Second, it took on board hotel owners’ complaints that Oyo’s practice of fixing low tariffs squeezed their margins. Now, it would offer an indicative price, giving owners a 20 to 40 per cent flexibility to charge above or below it. In that spirit, it is planning to reduce payment reconciliation time with partners — another area of friction — from twice a week to every day.

 

Third, it put a stop to the practice of investing in and managing hotels, reducing the cash burn (25 per cent of its Indian hotels were of this nature).

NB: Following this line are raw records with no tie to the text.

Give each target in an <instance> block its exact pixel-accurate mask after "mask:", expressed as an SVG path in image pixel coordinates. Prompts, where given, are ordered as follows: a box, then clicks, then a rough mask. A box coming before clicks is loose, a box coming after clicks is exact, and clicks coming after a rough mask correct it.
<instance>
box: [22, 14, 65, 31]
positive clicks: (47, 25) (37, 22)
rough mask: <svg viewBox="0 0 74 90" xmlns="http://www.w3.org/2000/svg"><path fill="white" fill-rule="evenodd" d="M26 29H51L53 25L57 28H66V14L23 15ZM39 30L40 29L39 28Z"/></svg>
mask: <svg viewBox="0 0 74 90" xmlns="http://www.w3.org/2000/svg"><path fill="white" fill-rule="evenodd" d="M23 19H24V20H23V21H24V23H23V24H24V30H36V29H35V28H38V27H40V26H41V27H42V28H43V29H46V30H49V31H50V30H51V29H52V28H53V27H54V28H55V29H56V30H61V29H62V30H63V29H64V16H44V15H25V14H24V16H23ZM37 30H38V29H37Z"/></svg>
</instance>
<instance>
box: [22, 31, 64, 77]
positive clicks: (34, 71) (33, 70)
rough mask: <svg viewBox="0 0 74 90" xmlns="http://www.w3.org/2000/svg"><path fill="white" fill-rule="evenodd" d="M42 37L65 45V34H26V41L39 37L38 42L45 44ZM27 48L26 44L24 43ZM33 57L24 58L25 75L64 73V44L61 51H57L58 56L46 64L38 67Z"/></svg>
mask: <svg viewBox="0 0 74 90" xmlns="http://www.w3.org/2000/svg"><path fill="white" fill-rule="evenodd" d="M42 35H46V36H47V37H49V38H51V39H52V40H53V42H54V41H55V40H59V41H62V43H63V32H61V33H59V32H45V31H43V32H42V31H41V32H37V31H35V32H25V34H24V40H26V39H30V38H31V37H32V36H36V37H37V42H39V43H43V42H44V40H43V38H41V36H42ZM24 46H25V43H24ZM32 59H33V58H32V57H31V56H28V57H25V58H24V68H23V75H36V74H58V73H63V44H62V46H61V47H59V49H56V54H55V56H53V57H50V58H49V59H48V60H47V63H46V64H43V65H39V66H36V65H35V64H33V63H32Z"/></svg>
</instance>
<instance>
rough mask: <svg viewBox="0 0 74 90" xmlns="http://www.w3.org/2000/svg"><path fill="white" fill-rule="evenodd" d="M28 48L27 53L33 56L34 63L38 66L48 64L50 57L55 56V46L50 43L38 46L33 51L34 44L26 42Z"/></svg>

Fourth, it has also shifted its positioning from being an online budget hotel chain to a technology platform and consultancy to help partners run their hotels efficiently, control inventory, get the best price and save costs. An Oyo Partner Academy will provide help in identifying locations for more hotels, in formalising lease agreements and in handling large numbers of hotels through technology.

 

Rohit Kapoor, CEO of Oyo’s business in India and Southeast Asia, said that the changes are working: “In terms of rooms, we are reaching pretty close to pre-pandemic levels. Our strategy is to bring back all those who went out. And there is huge scope for growth with the capex-light new model.”

 

Evidence of initial success is that the India operations reported positive earnings before interest, depreciation, tax and amortisation in the first quarter of 2021, when many hotels opened up. Other analysts say gross India margins, which were as low as 4 per cent, hit around 25 per cent in the quarter as a result of the new strategy.

 

This strategy is being backed by geographic realignments. As Kapoor explained, “Our capital allocation will be focused on India, Southeast Asia and Europe where we have a reasonable market share and gross margins and a clear upside. In markets like the US and China, we will continue to build the partner franchises. But if you are asking whether we will double down on these markets, the answer is no.”

 

That, analysts say, signals a focus away from China where Oyo, Agarwal had declared in 2019, had become the largest single-brand hotel chain in the market with 500,000 rooms within a year in 337 cities. Yet, in 2020, hotel owners descended on the Shanghai office alleging that the company must pay them for lost business. A report by China Hospitality Association said in 2020 Oyo was still the largest foreign hotel brand but its numbers had dwindled to only 114,185 rooms (three Chinese hotel brands were far bigger).

 

But Oyo is tweaking its play for better margins. Abhinav Sinha, chief product officer, Oyo, said: “We are focusing on premium brands — so 40-45 per cent of incremental hotel additions will be in TownHouse Oak and Belvilla.” The target is to have a chain with almost half the hotels in the mid-market and premium category in two years.

 

Though the asset- and capex-light model, which is at the heart of the strategy, is yet to be tested, there is an upside to the business. The addressable market for budget hotels across the globe is huge, estimated at 200 million rooms, and Oyo has scratched the surface with only 190,000 partners across the globe. This potential appears to have investors interested.

 

Talks are on with Microsoft for raising a fresh round of funds, which could push up its valuation back to $9-10 billion from $3-4 billion, at which some analysts had pegged it. The company has also raised $660 million in debt recently to refinance its loans, including from Boston-based Fidelity.

 

According to Kapoor, the company has $600-700 million of cash in the bank and is in no hurry for more funds. With the Covid-19 pandemic yet to run its course, that can certainly be considered a confident prediction.